Spielberg underscores this not just through the visual language of the scene, as Jane breaks out in a sweat and struggles to sit upright as Scanlon invades her mind, but through Jane’s background. As she revealed to Daniel earlier in the film, Jane is a former novitiate nun who left her convent when she began to question her calling. She still believes firmly in God and, more importantly, believes that perhaps proof of alien life should be kept secret from the public because, in her eyes, it would upset the entire balance of faith in the world. God is a defining factor for humankind, Jane argues, and showing humanity proof of creatures from the stars would undercut that in dangerous ways. 

This context, combined with the crucifix necklace Jane’s holding in her hand at the time of the dive, makes this scene the closest thing Spielberg will ever shoot to something out of The Exorcist. It’s not just a battle of wills, but a battle of faith. As an amoral technocrat worms his way into her memories, her beliefs, her faith, Jane turns the crucifix into a weapon, squeezing it until her hand bleeds when she discovers that a pain response can momentarily push Scanlon out of her head.

Of course, when you put a crucifix and a bloody hand together, it conjures images of stigmata. Screenwriter David Koepp pushes the allusion further by having Scanlon quote Christ on the cross to Jane by way of convincing her that she must be the one to stop Daniel by any means necessary.

It’s easy to see why this is scary, right?

On a very basic level, you have a powerful, wealthy man subduing and assaulting an innocent young woman, which is frightening enough. Then, the layers of the scene kick in. Scanlon doesn’t just assault Jane, but possesses her, seizes her memories, her knowledge, and finally her own free will, all while Jane literally clings to her faith in an effort to fight back. Disclosure Day is, among other things, a story about who has a right to the truth, and Scanlon believes that he should be the arbiter of that truth. Not just the truth as he sees it, but the truth as Jane sees it as well. If they don’t see eye to eye, he’ll make her. 
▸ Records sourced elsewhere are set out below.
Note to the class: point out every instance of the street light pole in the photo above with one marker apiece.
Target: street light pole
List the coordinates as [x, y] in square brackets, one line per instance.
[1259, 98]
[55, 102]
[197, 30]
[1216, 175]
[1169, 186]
But the possession, as it turns out, cuts both ways. Using the rod to dive is, for a normal human being, an intensely strenuous process. Scanlon admits that previous attempts almost killed him, and for some members of his time, so much as touching the rod results in a near-death experience. Even accessing an unprepared mind like Jane’s takes a lot of Scanlon, and when she kicks him out by squeezing the crucifix – again, so much meaning embedded in the details here – his team holds him back and tries to offer medical intervention. But Scanlon persists, pushing them away, and keeps diving back in.
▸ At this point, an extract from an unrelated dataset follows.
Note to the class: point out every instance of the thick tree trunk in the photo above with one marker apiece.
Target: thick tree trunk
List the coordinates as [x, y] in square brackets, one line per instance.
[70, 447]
This means that Jane can’t escape him because he just won’t stop pushing back through her defenses, but it also means that each time Scanlon enters her mind, and thus the safe house, he looks more monstrous. By the end, through a combination of lighting and makeup, Firth barely looks human, conjuring up images of the possessed Father Karras at the end of The Exorcist.

Colin Firth (center, standing) in DISCLOSURE DAY, directed by Steven Spielberg.

On a pure, visceral craft level, all of this is quite frightening, but the real trick to making this scene into Spielberg’s most terrifying lies in the more existential horror surrounding all of this. Disclosure Day is a film about the battle for the truth over extraterrestrials, but it’s also about a fight against an impossibly powerful surveillance state, the devaluing of human and alien lives in favor of some nebulous collection of assets, and the value of the individual in a world that increasingly lumps people into demographic boxes and writes them off.

In this scene, the surveillance state becomes supernatural, a human life is worth less than a piece of information, and an extragovernmental technocrat would rather sacrifice his own humanity than see reason. In 2026, few things could be more terrifying than that. Spielberg knows this and wields it mightily, proving once again that, while he’s not a strictly horror filmmaker, he can direct horror with the best of them.

Disclosure Day is in theaters now. 

Eve Hewson (second from left) in DISCLOSURE DAY, directed by Steven Spielberg.